New York, June 2, 2026, 12:08 (EDT)
- Coherent shares rose about 17% in Tuesday midday trading, far outpacing the broader market.
- The move came as optical-networking names rallied on AI infrastructure demand and fresh attention to supply bottlenecks.
- Nvidia’s March investment and Coherent’s May results remain the main hard facts behind the trade.
Coherent Corp. shares jumped about 17% in Tuesday midday trading, putting the photonics and optical-networking supplier back at the center of Wall Street’s AI infrastructure trade. The stock was last quoted at $425.44, up $62.54, after touching $433.12 earlier in the session.
The move stood out against a calmer tape. The SPDR S&P 500 ETF Trust, a widely used proxy for the U.S. benchmark index, was up about 0.2%, suggesting the rally was less about the whole market and more about a fresh chase into companies tied to AI data-center buildouts.
Why now: investors are again paying up for the “picks and shovels” of artificial intelligence — the less visible hardware that helps AI systems move data faster. Photonics, technology that uses light to transmit or process information, matters because AI data centers need faster links between chips, servers and buildings.
The same trade lifted peers. Lumentum rose about 11.7%, while Applied Optoelectronics gained about 9.5%, keeping the optical-networking group in focus after a volatile run.
A MarketWatch live-market item on Tuesday said optical technology stocks were rising as the subindustry benefited from AI demand, naming Coherent and Lumentum among gainers tied to laser and optical-networking technology used around semiconductor and data-center systems.

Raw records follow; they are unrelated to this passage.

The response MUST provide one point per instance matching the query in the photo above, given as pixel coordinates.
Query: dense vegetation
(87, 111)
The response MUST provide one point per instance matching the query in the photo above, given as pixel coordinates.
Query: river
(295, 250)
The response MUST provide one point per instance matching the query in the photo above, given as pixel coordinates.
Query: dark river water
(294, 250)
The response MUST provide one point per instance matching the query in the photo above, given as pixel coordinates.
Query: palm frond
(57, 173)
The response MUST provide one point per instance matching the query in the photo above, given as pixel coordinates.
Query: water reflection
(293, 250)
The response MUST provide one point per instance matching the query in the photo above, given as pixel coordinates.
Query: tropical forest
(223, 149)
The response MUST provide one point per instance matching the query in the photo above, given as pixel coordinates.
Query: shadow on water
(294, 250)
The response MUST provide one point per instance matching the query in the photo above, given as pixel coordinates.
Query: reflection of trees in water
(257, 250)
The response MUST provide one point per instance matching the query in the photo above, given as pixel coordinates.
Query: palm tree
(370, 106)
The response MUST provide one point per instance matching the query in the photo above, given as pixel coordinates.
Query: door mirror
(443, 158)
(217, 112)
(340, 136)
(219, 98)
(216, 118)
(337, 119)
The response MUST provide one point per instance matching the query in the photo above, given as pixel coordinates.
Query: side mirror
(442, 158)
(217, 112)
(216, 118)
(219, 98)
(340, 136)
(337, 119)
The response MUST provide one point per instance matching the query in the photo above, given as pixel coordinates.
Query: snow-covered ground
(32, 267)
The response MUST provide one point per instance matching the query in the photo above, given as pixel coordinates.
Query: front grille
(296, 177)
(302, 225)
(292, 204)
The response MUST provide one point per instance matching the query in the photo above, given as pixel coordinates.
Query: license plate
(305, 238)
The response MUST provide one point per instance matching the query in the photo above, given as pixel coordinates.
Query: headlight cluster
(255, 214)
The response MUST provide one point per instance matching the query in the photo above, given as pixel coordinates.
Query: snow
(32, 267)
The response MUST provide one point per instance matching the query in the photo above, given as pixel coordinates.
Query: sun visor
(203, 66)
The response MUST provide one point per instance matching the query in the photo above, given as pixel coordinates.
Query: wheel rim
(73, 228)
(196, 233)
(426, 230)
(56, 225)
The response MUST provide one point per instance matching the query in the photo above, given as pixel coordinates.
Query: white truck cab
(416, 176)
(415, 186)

Fresh investor attention also followed a Barron’s report on Monday that said J.P. Morgan analysts had identified AI “bottlenecks” as a key market theme, with photonics among areas where supply constraints could give certain suppliers pricing power. The report listed Broadcom and Coherent in photonics, alongside memory and cooling companies in other constrained parts of the AI supply chain. Barron’s
The hard corporate backdrop goes back to March. Coherent filed that Nvidia bought 7.79 million Coherent shares at $256.80 each, for $2 billion in cash, and said the investment would support research and development, future capacity expansion and U.S. manufacturing. The filing also said Nvidia would get access to five additional Coherent product families tied to co-packaged optics, a way of placing optical connections close to chips to move data faster.
Reuters reported at the time that Nvidia was also investing $2 billion in Lumentum and that the deals included multibillion-dollar purchase commitments and access rights to advanced laser and optical-networking products from both companies. That link to Nvidia remains central to the stock’s rerating.
Coherent’s latest quarterly numbers gave investors something more concrete. The company reported fiscal third-quarter revenue of $1.81 billion, up 21% from a year earlier, and non-GAAP earnings of $1.41 a share. Non-GAAP means adjusted earnings that strip out some items management views as not part of normal operations.
Chief Executive Jim Anderson said in the May release that Coherent delivered “accelerating revenue growth, expanding margins, and improving profitability,” driven by demand in datacenter and communications. He also said the company was “rapidly expanding capacity” as AI data-center infrastructure scales. GlobeNewswire
Chief Financial Officer Sherri Luther pointed to “strong visibility into ongoing robust demand” as the company ramps capital investment. Coherent guided for fiscal fourth-quarter revenue of $1.91 billion to $2.05 billion and adjusted earnings of $1.52 to $1.72 a share. GlobeNewswire
There is also an index angle. Reuters reported in March that Coherent, Lumentum, Vertiv and EchoStar were set to join the S&P 500, a benchmark tracked by trillions of dollars in index and exchange-traded funds. Companies added to such indexes can get extra demand from funds that must own them to mirror the benchmark.
But the risk is not small. A stock that has moved this far is pricing in strong AI spending, smooth capacity expansion and continued demand from large customers; a delay in data-center orders, a margin squeeze from heavy investment, or any wobble in Nvidia-linked expectations could turn the same trade fast. Coherent’s own filing warned that changes to the Nvidia purchase agreement or collaboration, unexpected costs, litigation, or weaker business relationships could hurt results.